The experimental environment is shown in Table 3 and we used the 2.4.4 distribution of the Linux kernel. To evaluate the effect of our coloring method, we ran the following two benchmarks on an 8-way IA server machine: WebBench 3.0 and Chat micro benchmark [7,8,9]. A lot of processes are created when these benchmarks are running. In particular, since the run queue length of Chat is longer than that of WebBench, lock contention is expected to be higher. We can expect that the coloring effect in Chat micro benchmark shows larger scalability than in WebBench.
In the case of WebBench, 256 maximum client-threads running on 28 standard PCs, simultaneously send requests to the server machine. During our experimentation, 256 httpd processes are always runnable on the server machine.
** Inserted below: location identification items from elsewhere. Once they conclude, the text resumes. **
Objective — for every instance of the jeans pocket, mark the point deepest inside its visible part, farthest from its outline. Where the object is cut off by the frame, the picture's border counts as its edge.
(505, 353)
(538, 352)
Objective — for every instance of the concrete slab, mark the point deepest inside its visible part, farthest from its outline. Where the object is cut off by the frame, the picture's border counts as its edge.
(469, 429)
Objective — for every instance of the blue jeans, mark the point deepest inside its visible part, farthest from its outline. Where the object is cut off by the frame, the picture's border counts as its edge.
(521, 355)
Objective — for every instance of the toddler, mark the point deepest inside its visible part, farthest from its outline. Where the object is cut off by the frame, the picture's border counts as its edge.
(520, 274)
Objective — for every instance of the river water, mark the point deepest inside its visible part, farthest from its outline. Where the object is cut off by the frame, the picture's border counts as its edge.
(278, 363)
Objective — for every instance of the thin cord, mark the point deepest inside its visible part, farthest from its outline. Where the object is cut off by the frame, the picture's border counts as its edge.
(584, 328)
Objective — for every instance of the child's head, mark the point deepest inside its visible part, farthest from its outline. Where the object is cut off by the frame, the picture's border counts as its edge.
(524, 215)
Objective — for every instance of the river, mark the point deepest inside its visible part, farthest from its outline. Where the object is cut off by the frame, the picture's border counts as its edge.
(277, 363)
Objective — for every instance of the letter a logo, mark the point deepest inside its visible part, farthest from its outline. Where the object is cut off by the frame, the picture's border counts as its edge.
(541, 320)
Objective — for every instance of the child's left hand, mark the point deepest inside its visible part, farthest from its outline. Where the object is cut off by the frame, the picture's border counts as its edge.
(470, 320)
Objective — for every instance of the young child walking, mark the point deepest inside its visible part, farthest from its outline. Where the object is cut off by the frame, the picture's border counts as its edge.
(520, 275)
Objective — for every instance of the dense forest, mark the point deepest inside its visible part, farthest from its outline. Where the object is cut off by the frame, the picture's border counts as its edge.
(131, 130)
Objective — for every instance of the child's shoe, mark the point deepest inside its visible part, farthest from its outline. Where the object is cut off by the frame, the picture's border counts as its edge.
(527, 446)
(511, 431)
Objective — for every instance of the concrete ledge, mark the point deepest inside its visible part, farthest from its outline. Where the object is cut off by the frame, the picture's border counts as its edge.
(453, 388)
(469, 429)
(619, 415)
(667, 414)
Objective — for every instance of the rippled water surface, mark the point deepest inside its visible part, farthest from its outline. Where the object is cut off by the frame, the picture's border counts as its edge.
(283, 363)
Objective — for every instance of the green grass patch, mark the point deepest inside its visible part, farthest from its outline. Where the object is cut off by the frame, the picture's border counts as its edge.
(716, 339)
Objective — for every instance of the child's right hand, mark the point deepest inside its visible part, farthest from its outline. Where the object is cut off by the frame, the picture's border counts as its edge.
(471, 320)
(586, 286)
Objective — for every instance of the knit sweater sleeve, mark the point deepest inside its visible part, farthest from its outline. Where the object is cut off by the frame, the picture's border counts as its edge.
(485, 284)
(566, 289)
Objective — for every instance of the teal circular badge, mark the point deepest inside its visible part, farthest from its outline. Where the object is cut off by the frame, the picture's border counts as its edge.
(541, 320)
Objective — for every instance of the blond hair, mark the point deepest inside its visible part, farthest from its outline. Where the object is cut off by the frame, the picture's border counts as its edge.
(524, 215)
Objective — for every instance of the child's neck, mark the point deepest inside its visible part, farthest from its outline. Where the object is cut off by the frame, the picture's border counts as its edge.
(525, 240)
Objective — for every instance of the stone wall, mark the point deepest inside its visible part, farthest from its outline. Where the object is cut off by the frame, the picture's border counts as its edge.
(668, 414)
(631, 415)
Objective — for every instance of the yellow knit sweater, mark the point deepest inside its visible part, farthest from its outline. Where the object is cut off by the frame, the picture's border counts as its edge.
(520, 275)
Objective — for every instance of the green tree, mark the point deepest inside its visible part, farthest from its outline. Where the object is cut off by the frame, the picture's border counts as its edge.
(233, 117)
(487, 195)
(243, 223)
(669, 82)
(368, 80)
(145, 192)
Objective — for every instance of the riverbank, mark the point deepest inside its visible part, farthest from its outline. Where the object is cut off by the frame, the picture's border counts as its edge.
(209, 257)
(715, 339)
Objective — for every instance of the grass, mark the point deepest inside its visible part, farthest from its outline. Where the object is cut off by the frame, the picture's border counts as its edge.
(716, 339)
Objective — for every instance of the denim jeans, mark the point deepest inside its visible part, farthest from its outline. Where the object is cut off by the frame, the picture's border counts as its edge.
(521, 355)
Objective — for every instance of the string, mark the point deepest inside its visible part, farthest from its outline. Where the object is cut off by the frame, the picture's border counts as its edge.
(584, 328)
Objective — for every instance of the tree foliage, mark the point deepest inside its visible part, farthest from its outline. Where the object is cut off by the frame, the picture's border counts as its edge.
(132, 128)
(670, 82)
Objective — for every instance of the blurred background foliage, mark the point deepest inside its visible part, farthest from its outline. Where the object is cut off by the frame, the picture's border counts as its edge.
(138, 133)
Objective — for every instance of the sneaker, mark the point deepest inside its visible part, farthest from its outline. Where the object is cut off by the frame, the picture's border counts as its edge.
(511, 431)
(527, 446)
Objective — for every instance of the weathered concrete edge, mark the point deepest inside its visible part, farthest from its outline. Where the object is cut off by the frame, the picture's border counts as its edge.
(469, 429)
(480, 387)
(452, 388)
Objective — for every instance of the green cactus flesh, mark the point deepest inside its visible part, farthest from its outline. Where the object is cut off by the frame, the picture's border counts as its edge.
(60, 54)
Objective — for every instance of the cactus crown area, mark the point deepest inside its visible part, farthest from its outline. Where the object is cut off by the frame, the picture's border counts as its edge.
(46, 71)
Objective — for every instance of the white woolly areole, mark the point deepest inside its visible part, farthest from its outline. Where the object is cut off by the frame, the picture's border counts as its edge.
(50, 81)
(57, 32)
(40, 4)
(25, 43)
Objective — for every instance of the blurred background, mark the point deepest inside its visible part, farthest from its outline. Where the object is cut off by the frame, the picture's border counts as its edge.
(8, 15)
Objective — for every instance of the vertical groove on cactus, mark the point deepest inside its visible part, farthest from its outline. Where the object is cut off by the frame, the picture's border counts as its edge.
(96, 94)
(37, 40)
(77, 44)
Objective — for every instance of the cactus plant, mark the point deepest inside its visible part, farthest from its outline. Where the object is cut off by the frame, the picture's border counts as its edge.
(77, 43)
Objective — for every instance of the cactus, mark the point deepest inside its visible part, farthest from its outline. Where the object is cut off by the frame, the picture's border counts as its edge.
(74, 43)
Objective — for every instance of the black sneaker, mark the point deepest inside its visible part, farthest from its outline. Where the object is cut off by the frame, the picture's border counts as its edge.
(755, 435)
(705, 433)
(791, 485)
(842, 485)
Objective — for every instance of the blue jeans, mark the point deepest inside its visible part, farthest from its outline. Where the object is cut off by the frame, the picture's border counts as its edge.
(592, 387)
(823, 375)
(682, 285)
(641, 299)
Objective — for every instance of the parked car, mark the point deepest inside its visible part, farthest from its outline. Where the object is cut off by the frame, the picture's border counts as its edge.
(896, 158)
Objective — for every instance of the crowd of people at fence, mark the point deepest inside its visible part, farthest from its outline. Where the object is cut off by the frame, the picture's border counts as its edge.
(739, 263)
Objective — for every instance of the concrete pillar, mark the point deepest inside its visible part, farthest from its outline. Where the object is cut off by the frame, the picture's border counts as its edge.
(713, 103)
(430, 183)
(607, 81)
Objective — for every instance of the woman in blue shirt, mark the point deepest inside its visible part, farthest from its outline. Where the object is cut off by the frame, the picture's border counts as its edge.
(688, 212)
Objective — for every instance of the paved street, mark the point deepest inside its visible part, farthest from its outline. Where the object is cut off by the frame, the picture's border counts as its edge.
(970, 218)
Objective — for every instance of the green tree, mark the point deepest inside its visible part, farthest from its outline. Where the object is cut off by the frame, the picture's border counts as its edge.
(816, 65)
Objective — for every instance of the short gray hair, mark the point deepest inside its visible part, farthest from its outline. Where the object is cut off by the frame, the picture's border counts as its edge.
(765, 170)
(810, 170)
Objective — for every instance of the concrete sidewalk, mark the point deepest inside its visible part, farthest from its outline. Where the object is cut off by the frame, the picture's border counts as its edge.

The Chat micro benchmark is a stand-alone type benchmark, and no client machine is used. This benchmark simulates chat rooms with multiple users exchanging messages using TCP sockets. Each chat room consists of 20 users, and each user broadcasts a number of 100 byte messages in the room. To handle message exchange, one user program creates four threads. Thus 80 threads are created per room. The characteristic parameters of the Chat micro benchmark are the number of rooms and the number of messages per user. We choose 30 rooms and 300 messages per user as parameters, so that 2400 processes (threads) are generated on a system during experimentation.
In this research, we also evaluated the multi-queue [8] (we called MQ) scheduler proposed by IBM, which is an alternative to vanilla scheduler. MQ scheduler separates the run queue and the run queue lock for each CPU in the system.